De rechtbank neemt in strafverzwarende zin in aanmerking dat verdachte eerder onherroepelijk is veroordeeld voor een geweldsmisdrijf.
Alles overwegend is de rechtbank van oordeel dat oplegging van een gevangenisstraf van 8 maanden, waarvan 4 maanden voorwaardelijk, passend en geboden is.

Toepassing van wetsartikelen

De rechtbank heeft gelet op de artikelen 14a, 14b, 14c, 45, 57, 285, 302 van het Wetboek van Strafrecht, zoals deze artikelen golden ten tijde van het bewezen verklaarde.

Uitspraak

De rechtbank

Verklaart het onder 1. primair en 2. ten laste gelegde bewezen, te kwalificeren en strafbaar zoals voormeld en verdachte daarvoor strafbaar.
Verklaart niet bewezen hetgeen aan verdachte meer of anders is ten laste gelegd dan het bewezen verklaarde en spreekt verdachte daarvan vrij.
Veroordeelt verdachte tot:

een gevangenisstraf voor de duur van 8 maanden.

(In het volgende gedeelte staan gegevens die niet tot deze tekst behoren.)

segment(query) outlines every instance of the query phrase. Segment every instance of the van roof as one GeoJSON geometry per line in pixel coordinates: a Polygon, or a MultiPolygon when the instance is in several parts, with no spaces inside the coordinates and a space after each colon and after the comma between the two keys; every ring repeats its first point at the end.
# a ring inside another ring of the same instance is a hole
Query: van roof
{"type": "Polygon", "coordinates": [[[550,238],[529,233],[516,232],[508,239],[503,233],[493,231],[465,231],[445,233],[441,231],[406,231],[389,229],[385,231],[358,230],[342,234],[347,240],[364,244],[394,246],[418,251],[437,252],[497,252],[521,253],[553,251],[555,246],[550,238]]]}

Bepaalt dat van deze gevangenisstraf
een gedeelte, groot 4 maanden, niet zal worden ten uitvoer gelegd, tenzij de rechter later anders mocht gelasten, op grond dat de veroordeelde zich voor het einde van een proeftijd, die hierbij wordt vastgesteld op 3 jaar, aan een strafbaar feit heeft schuldig gemaakt.
Beveelt dat de tijd die de veroordeelde voor de tenuitvoerlegging van deze uitspraak in verzekering en/of voorlopige hechtenis heeft doorgebracht, bij de uitvoering van de opgelegde gevangenisstraf, geheel in mindering zal worden gebracht.
Heft op het geschorste bevel tot voorlopige hechtenis.
Dit vonnis is gewezen door mr. G.C. Koelman, voorzitter, mr. K. Post en mr. C.J. Hoedt, rechters, bijgestaan door K. de Ruiter, griffier, en uitgesproken ter openbare terechtzitting van deze rechtbank op 7 november 2019.